Mahkamah Konstitusi membatalkan semua permohonan perselisihan hasil Pilkada 2015 yang melewati tenggat waktu pendaftaran 3 x 24 jam. Ada 41 permohonan yang ditolak, sebagian besar karena tak tepat waktu. Seperti apa penjelasan terhadap keadaan ini? Apakah ada harapan terobosan penegakan keadilan di MK?
Berikut wawancara rumahpemilu.org dengan direktur eksekutif Perkumpulan untuk Pemilu dan Demokrasi (Perludem), Titi Anggraini di Kantor Perludem, Gandaria Tengah III, Jakarta Selatan (18/1):
Sebagian besar permohonan ditolak karena keterlambatan waktu pendaftaran, komentarnya?
Saya sudah memperkirakan ini. Dari banyaknya pemohon, yang pertama-tama dilakukan MK adalah mencoret perkara-perkara yang melewati tenggat waktu pendaftaran 3 x 24 jam. Berdasarkan catatan Perludem, ada 37 perkara yang lewat batas tenggat waktu pendaftaran, 3 x 24 jam.
Wajarkah ini?
Dalam hal ketetatan waktu ini, tak masalah menurut saya. Dari pemilu ke pemilu persyaratannya sama. Sejak dulu diterapkan ketat oleh MK. Sosialisasi dan diseminasinya juga luas dan masif.
Ketetatan waktu pendaftaran ini bukan sesuatu yang pertama kali diterapkan dan dibelakukan MK. Wajar jika MK bersikap tegas soal syarat ini. Â Justru aneh jika MK mengabaikan syarat tenggat waktu pengajuan perselisihan hasil pilkada ini.
Bukankah ini menambah kesan MK terlalu kalkulatif?
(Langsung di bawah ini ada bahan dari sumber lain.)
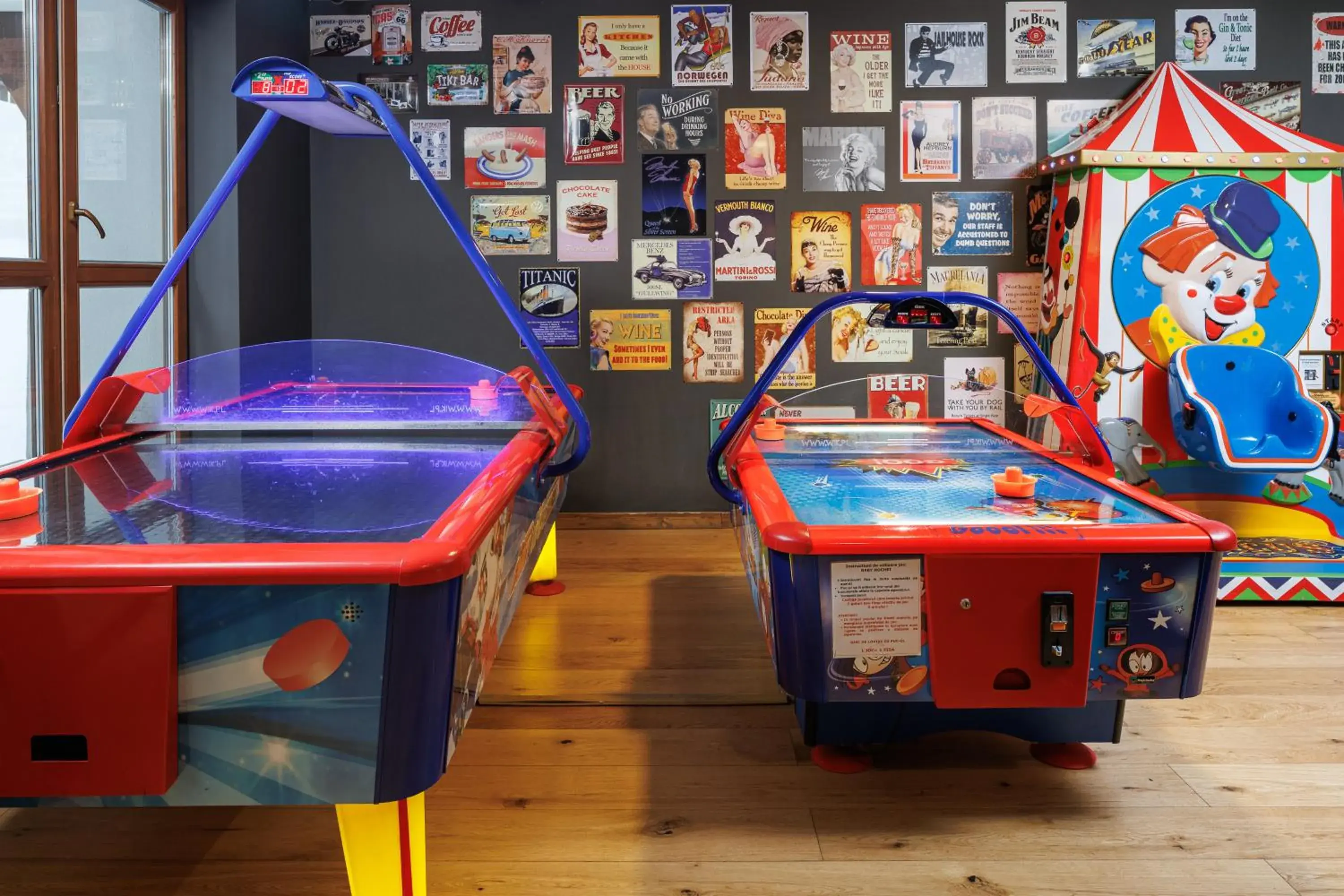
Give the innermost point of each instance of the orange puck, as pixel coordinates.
(484, 392)
(307, 655)
(1014, 484)
(17, 501)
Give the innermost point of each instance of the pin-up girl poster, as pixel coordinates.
(1215, 260)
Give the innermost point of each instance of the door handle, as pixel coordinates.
(74, 213)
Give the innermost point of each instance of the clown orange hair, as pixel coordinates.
(1175, 248)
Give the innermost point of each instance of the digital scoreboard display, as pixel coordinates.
(279, 84)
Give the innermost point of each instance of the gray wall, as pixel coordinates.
(249, 280)
(383, 265)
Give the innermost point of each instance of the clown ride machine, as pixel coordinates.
(1193, 300)
(922, 575)
(277, 575)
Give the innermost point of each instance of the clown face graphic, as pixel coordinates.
(1213, 267)
(1215, 293)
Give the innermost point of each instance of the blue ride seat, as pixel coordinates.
(1242, 408)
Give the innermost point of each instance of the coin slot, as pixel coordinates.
(58, 749)
(1012, 679)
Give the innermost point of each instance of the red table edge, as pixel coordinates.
(783, 531)
(444, 552)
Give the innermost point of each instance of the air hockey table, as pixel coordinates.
(280, 574)
(902, 595)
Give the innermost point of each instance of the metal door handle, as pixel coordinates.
(74, 213)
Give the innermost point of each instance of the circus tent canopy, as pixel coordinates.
(1175, 121)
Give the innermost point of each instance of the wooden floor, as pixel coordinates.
(1240, 792)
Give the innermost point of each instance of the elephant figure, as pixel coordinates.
(1123, 437)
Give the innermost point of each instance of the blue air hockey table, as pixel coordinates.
(277, 575)
(902, 594)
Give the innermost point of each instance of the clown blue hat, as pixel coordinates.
(1245, 220)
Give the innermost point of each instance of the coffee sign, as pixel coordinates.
(451, 30)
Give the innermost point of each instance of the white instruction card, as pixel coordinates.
(875, 607)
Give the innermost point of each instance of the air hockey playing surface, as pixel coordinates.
(275, 575)
(932, 474)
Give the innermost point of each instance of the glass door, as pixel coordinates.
(30, 252)
(92, 195)
(123, 199)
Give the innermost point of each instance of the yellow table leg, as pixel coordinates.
(385, 847)
(547, 563)
(543, 582)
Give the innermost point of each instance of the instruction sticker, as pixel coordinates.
(875, 607)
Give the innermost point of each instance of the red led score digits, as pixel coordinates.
(280, 85)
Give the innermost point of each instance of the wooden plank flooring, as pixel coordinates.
(1237, 793)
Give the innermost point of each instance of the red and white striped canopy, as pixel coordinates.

Para pencari keadilan pilkada ini dimungkinkan punya permasalahan krusial di pilkada.
Intinya, kalau memang keberatan atas hasil atau proses pilkada, persiapkanlah segala sesuatu secara matang dan baik. Jika MK tak ketat soal tenggat waktu pendaftaran itu, coba kita pertimbangkan posisi pasangan calon di pihak terpilih atau yang berseberangan dengan Pemohon. MK akan dinilai tak konsisten dan tak menjamin kepastian hukum.
Lalu apa lagi kemungkinan dari tahap perselisihan hasil Pilkada 2015 ini?
Saya masih punya keyakinan MK akan mempertimbangkan hal lain, tidak sekadar selisih suara. Ini Mahkamah Konstitusi, lembaga yang paling kita harapkan dalam menjaga demokrasi, termasuk keadilan hasil pemilu atau pilkada.
Memastikan, pendapat Perludem soal batasan selisih suara?
Perludem sejak dulu tak setuju syarat pembatasan selisih suara dalam permohonan sengketa hasil pilkada di MK. Bagi kami ini merupakan pembatasan untuk mencari keadilan. Sudah tak relevan menggugat pasal 158 Undang-undang Pilkada. Yang relevan digugat jika MK menjadikan syarat selisih suara untuk menerimaan permohonan. 158 harusnya ditafsirkan untuk mengeluarkan putusan bukan penerimaan permohonan.